The tinker was a strayabout, of course, and had been reported hither and yon, rough to the boy or boys he used for helpers. They tended his horse and carried hefty pokes like little mules. They called him Ugly Papa. He’d send them house to house for morsels and pennies, offers to mend pans and stoves. He claimed them as prentices, but nobody trusted that face. Then he was down to the one.

The husband tells reporters his eyes have changed, this one, but that will happen with a child of four-five led out in the sun, muled, mistreated. He takes on a squint, he grows, learns new ways under the strap and switch. Mr. and Mrs. Delmore Welch are their names, and Brady the boy, a towhead like Risty, all of them from down Watauga way, big house, automobile, land to rent. Standing in the chill she sees an icy pinking in the east that is trying to be the sun. A picture with the article, blurry, but she was right off the shot sure it was Risty, and the weeping madness came over her again. Ruby fed her comfrey tea and offered words meant to soothe, but Aggie would startle up from sleep and say, How many times do I need to lose him?

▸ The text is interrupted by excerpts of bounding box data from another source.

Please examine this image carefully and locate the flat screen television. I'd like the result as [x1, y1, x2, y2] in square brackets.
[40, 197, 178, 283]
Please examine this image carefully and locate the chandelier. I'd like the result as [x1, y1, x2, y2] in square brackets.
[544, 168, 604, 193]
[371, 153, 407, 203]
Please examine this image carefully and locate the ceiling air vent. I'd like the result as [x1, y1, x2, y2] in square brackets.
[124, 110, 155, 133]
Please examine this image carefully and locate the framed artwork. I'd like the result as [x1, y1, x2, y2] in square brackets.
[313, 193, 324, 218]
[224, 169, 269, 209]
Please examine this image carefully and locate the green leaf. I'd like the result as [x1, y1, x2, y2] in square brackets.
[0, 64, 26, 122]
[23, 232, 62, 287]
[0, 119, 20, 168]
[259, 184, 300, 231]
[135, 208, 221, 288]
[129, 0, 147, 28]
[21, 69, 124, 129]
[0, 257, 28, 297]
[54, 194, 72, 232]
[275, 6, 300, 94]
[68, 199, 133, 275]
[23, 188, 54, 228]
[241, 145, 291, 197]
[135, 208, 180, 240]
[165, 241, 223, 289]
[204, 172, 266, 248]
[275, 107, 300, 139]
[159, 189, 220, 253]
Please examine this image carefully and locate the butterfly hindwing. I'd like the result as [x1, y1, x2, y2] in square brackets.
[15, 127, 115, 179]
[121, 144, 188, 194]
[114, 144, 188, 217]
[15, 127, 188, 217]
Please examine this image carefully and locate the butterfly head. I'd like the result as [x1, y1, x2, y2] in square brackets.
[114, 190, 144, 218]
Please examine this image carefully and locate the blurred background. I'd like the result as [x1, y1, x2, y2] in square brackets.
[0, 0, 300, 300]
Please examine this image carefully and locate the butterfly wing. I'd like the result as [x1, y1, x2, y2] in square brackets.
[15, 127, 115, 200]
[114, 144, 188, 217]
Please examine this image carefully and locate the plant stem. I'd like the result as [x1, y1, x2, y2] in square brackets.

Hand on the knob’s veined porcelain, and she pushes into the warm room where coal in the grate sparkles black under its little revel of flame. Tomorrow is the day she’s to take the narrow-track train, lurch her way to Boone to see is this child her own—Sheriff Ellis, whose words are worth no more than the buffalo on a nickel, to ride along and Ruby for comfort. Lawyers, Ellis says, are already circling like vultures. The Welches are not poorly set up and have doled out a bounty. Nobody down there wants to see your face, hear your story. We’re on a steep already. They’ve engaged a Baldwin detective. Don’t raise up your hopes, Miss Aggie. They’ve both said it, but her heart is flying on the chance. Ten times a day she scans the tabloid photograph. Shape of his face, shell ears, that stubborn scold in the way he holds his mouth. Those damaged eyes.

Aggie, they say he went straight to his room when they brought him across the big house’s threshold, no hesitation at all, jumped in his red chair and set in to rocking, is known to their dog and has the same choir voice of the Welch child, according to witness, but after all, life’s hope. She was prone to hope, but she could not dismiss the scripture. Blessed are the barren and the wombs that never bear. At least those women would never know such loss, never feel an old mine shaft in the center of their lives.

Half a quart of milk sits in its bottle at the table’s edge. On the north window frost gathers even inside the glass. She reaches for the milk, but her hand is too tremblous to trust it. Maybe tonight will come shoals of snow, the tracks blocked. One more night of hope is not enough. She knows the verses about Solomon and the baby, two mothers staking claims. Not likely many Solomons in Boone.

Risty. She shapes the name with her mouth but will not say it, as if holding the sounds back might work a charm. At the window, her face again, the ghost of her now outside, or that other. She can hear the first ticks of freezing rain. No other sound in the world, just ice. Everything maybe depends on a scar under his arm. Face in the glass: I see you.